Originally posted by: zervun
There isn't that much of a point in throwing 1000baseT's in a home system, 10/100 cards do just fine.
That's a good point. In most usage scenarios, the raw network throughput is not the bottleneck. For example, if you're doing a disk-to-disk data transfer, then the disk transfer rate is likely to be your bottleneck, unless you're striping across many many high-end SCSI disks. Even for memory-to-memory data transfer, the actual throughput you get still depends on things like how multi-threaded your application is, whether you're using TCP or UDP, etc.
Also, if you're serious in getting high throughputs, I think it's pretty important to use a wider PCI bus than a 33MHz 32-bit bus, which can only afford slightly more than 1 gigabit/second throughput. Considering this bus is shared among your PCI, EIDE, USB devices, and in most cases, by the north bridge as well, it's hard for your gigabit ethernet card to be able to achieve anything close to the advertised gigabit/second throughput. Upgrading to 66 MHz or 64 bit or both will give you a much wider PCI bus to play with.
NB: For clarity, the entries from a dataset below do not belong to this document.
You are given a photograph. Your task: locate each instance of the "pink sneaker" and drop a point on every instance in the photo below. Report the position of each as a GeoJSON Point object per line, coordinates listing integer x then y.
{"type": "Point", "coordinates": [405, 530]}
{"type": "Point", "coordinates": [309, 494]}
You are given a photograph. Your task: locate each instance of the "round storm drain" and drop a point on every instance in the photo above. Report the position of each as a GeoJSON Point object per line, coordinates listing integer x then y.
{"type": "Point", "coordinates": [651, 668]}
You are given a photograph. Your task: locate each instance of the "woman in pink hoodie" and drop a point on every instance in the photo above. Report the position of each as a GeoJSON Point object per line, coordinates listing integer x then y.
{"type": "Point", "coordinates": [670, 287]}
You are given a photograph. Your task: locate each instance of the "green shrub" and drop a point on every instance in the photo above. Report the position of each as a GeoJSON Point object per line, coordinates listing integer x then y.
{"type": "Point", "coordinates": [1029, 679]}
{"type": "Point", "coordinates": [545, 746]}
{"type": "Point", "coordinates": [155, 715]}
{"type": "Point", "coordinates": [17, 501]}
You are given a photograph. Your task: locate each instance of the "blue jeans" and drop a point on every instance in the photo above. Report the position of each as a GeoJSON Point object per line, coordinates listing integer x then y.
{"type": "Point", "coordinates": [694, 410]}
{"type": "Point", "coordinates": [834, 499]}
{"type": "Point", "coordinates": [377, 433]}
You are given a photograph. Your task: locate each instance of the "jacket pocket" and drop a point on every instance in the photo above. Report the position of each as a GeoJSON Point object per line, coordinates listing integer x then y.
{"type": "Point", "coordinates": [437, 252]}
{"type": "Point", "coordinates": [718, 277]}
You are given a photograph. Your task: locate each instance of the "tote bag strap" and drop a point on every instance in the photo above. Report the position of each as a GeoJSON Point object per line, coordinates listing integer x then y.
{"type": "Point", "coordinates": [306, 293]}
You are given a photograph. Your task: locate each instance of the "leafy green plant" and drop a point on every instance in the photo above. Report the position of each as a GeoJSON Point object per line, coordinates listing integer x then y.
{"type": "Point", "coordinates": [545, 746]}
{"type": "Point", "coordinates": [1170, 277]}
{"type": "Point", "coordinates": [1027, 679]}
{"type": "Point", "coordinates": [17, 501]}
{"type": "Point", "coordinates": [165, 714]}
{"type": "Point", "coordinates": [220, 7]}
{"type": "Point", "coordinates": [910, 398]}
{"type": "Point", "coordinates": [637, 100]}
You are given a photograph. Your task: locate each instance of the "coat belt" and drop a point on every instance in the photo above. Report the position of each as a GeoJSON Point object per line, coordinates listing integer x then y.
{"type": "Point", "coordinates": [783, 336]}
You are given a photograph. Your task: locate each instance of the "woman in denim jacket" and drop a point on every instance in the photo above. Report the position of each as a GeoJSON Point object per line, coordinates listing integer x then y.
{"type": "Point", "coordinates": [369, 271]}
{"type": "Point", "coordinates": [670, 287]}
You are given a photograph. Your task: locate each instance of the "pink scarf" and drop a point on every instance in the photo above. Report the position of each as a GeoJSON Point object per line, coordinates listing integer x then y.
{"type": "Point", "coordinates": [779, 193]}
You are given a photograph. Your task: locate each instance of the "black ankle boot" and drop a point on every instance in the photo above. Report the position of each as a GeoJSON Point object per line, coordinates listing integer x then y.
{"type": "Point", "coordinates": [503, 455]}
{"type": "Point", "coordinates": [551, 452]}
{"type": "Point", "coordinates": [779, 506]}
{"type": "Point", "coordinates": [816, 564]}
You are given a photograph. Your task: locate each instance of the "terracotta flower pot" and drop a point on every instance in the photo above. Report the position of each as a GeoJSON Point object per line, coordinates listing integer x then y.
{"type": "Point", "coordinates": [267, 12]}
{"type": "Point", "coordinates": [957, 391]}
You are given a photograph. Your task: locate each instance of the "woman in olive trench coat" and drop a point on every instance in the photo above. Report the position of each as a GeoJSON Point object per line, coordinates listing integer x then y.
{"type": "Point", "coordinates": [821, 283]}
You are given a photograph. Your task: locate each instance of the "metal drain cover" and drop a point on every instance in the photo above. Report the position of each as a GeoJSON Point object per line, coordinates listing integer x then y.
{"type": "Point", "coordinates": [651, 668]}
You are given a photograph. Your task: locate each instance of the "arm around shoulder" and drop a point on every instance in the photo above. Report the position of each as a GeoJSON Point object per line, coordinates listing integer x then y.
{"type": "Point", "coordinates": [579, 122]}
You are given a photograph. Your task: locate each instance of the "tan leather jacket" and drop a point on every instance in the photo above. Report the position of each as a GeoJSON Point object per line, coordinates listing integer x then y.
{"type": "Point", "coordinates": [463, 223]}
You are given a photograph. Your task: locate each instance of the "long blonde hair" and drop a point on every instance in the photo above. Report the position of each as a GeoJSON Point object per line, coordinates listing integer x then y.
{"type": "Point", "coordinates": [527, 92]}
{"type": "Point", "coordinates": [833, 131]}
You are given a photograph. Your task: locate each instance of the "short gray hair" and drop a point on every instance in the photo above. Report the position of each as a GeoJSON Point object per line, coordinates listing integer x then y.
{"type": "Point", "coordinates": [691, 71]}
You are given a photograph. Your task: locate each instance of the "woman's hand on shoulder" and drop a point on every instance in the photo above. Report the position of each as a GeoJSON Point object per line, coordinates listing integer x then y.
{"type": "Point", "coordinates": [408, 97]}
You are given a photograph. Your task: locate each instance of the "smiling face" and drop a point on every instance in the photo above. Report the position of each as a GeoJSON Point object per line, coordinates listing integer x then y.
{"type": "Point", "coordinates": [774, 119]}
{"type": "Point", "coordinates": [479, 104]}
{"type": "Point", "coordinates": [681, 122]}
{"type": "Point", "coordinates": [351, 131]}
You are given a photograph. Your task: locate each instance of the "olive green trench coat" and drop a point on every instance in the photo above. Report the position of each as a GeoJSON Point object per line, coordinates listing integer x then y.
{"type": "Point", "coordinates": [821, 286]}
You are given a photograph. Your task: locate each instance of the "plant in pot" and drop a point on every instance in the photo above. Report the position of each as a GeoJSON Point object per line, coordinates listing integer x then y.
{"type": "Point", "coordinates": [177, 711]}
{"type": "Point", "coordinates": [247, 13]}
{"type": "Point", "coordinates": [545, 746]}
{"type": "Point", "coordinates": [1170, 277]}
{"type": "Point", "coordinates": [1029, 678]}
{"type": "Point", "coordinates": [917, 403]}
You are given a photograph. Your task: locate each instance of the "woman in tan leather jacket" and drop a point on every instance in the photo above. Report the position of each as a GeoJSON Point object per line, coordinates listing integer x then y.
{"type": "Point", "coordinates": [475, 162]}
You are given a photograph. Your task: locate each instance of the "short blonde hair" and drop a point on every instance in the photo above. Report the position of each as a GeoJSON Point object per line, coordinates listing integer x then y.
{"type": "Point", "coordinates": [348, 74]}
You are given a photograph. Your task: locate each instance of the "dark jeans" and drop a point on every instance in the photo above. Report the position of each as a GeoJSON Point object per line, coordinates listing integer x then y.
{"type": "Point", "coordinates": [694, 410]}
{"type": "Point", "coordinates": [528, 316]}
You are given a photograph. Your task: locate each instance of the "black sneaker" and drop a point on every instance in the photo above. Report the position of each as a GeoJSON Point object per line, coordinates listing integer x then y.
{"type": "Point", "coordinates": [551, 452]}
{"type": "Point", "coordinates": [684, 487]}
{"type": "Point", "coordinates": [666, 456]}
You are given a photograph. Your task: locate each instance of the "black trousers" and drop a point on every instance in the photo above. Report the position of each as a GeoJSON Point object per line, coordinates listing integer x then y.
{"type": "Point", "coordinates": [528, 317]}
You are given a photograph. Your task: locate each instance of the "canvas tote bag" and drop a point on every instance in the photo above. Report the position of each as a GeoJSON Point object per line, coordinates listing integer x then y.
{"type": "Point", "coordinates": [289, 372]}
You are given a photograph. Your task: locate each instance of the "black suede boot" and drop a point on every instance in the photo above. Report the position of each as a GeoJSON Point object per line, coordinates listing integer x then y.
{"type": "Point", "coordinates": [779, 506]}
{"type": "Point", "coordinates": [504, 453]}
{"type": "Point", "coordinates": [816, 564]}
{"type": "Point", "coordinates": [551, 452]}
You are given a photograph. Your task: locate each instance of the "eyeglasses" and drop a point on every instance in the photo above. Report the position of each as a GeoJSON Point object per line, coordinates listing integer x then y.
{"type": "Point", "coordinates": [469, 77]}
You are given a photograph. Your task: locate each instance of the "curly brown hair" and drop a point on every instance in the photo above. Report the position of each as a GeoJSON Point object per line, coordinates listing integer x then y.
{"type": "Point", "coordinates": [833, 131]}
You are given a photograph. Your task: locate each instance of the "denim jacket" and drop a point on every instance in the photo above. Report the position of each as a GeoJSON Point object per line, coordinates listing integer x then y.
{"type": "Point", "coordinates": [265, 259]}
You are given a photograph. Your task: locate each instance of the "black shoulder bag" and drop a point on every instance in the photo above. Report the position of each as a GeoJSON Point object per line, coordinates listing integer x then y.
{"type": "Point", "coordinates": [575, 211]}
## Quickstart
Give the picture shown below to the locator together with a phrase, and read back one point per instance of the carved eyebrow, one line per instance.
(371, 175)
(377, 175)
Edit: Stefan2000, I looked up the card (Intel PRO/1000 MT Desktop adapter) at
Intel's website and it supports both 33MHz and 66MHz, but only 32-bit, not 64-bit. Its sibling the Intel PRO/1000 MT Server adapter supports all of the above plus 64-bit as well. Another thing I noticed is that it has drivers for all the favorite Unix variants including Linux 2.4.x and FreeBSD which is good.